Single-shot: one data set, one query — often best to scan in \(O(N)\) time, \(O(N)\) space, no preprocessing.

Repetitive mode: one data set, many queries — we may pay preprocessing to make each query faster than \(O(N)\).

Slide 35: Counting vs. reporting

Reporting — List all objects satisfying the query.

Range searching (formal instance):

INSTANCE: Point set \(S = \{p_1,\ldots,p_N\}\), \(p_i = (x_i,y_i)\), and axis-aligned rectangle \(R = [\ell_x, r_x] \times [\ell_y, r_y]\).
QUESTION (counting): How many points of \(S\) lie in \(R\)?
QUESTION (reporting): Which points lie in \(R\)?

Slide 36: Output-sensitive complexity

Interval enclosure example

INSTANCE: Points \(S = \{x_1,\ldots,x_N\}\) on the real line and query interval \(Q = [\ell, r]\).
QUESTION: Which points satisfy \(\ell \le x_i \le r\)?

Repetitive-mode approach:

Preprocessing: Sort \(S\) into array \(A\) — \(O(N \log N)\).
Query: Binary search for lower bound \(\ge \ell\) and upper bound \(\le r\) — \(O(\log N)\) each.
Report all points in the index range — \(O(K)\) if \(K\) points are reported.

So query time is \(O(\log N + K)\) when reporting matters; without listing output, counting can be \(O(\log N)\).

Slide 37: Other cost notions

Preprocessing cost — Trade-offs between space, preprocessing time, and query time.
Amortized cost — Average over mixes of cheap and expensive operations.
Normalization — Map coordinates into \([1,N]\) by rank order. Usually \(O(N \log N)\) preprocessing sort and \(O(\log N)\) rank lookup per query when needed.

Slide 38: Segment tree setup

Consider intervals on the real line whose endpoints come from a fixed set of \(N\) abscissae. The segment tree for scope \([\ell, r]\) is a fixed tree shape; intervals are stored in auxiliary structures at nodes.

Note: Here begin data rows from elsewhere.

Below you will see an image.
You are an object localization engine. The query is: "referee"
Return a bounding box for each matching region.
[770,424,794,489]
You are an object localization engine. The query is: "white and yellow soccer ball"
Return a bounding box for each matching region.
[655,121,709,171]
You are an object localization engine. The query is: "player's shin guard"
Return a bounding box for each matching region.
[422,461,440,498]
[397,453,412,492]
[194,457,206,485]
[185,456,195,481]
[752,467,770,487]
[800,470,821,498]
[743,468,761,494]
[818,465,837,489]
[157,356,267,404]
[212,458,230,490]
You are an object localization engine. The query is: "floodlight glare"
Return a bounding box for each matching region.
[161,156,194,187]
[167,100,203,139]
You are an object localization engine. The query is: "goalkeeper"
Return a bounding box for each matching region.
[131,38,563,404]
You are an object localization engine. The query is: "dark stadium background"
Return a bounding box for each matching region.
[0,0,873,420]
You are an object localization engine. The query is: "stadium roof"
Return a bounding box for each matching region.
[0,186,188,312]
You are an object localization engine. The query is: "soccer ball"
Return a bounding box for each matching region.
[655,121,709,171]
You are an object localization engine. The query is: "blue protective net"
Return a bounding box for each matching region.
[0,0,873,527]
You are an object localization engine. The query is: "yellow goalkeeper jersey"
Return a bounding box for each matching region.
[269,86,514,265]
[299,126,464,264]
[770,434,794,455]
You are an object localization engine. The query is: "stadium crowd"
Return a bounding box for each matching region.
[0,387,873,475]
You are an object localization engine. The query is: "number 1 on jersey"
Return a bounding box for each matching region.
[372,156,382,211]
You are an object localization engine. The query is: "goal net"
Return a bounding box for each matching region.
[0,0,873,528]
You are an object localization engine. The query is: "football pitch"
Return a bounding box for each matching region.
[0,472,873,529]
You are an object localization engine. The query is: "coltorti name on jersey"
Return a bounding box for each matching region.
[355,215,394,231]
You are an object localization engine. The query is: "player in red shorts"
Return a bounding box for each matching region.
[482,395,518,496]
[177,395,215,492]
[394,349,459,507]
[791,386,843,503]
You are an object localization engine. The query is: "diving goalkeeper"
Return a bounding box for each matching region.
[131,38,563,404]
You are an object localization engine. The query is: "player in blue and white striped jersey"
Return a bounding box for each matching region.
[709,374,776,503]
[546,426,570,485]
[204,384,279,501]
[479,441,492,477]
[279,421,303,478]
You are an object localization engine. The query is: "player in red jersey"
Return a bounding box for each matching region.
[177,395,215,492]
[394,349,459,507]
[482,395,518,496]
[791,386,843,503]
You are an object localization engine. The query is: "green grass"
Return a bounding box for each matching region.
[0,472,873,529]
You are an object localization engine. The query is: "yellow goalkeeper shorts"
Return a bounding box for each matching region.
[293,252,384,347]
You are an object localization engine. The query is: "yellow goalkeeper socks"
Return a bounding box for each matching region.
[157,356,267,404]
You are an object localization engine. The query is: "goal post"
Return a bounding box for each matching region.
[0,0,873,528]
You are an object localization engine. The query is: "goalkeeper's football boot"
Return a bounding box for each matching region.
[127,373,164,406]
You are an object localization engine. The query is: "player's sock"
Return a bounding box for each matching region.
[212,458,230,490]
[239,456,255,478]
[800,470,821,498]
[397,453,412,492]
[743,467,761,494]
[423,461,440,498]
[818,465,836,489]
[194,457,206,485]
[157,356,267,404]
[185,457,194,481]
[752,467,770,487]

Assume WLOG endpoints are normalized to \(\{1,\ldots,N\}\) and the tree is built for scope \([1,N]\).

Node \(v\) stores:

Field	Meaning
\(B(v)\)	Start of \(v\)’s scope interval
\(E(v)\)	End of \(v\)’s scope interval
\(Lchild(v)\)	Left child = subtree over \([B(v), \lfloor(B(v)+E(v))/2\rfloor]\)
\(Rchild(v)\)	Right child (upper half-interval)

Notation: \(T(\ell,r)\) = segment tree over scope \([\ell,r]\).

Slide 39: Example \(T(1,12)\)

Each node is labeled with its associated half-open interval \([B(v), E(v))\) (see figure).

Figure from slide 39

Slide 40: Inserting an interval

Intervals with endpoints in \(\{\ell,\ell+1,\ldots,r\}\) can be maintained so insertion/deletion runs in \(O(\log N)\) per operation (per slide).

For \(r - \ell > 3\), an interval \([b,e]\) is partitioned into standard (canonical) node intervals; the number of pieces is \(O(\log N)\).

InsertSegmentTree(b, e, v) (sketch):

If \([B(v),E(v))\) is fully covered by \([b,e]\), attach the interval to \(A(v)\) and return.
Else, if \(b < \lfloor(B(v)+E(v))/2\rfloor\), recurse on \(Lchild(v)\).
If \(\lfloor(B(v)+E(v))/2\rfloor < e\), recurse on \(Rchild(v)\).

Slide 41: Structure after insertions

Illustration of \(T(1,12)\) with midpoint splits \(\lfloor(B(v)+E(v))/2\rfloor\) at internal nodes (see figure).

Figure from slide 41

Slide 42–43: Insertion figures

Figure from slide 42

Figure from slide 43

Slide 44: Deleting an interval

DeleteSegmentTree(b, e, v) mirrors insertion: if \([B(v),E(v))\) is fully inside \([b,e]\), remove the interval from \(A(v)\); otherwise recurse to children as in insertion.

Recap

Asymptotics: \(O\), \(\Omega\), \(\Theta\) describe worst-case, lower, and tight bounds as \(N \to \infty\); they are sets of functions (informally written with “\(=\)”).
Cost models: Real RAM with unit-cost arithmetic, comparisons, memory, and analytic primitives; use these to state preprocessing, query, and storage separately.
Modes: Single-shot vs. repetitive; counting vs. reporting; output-sensitive bounds like \(O(\log N + K)\) when listing \(K\) objects.
Segment tree: Built on a fixed scope interval \([\ell,r]\); each node stores a sub-interval \([B(v),E(v))\); intervals are canonical into \(O(\log N)\) nodes; insert/delete walk the tree in \(O(\log N)\) per update.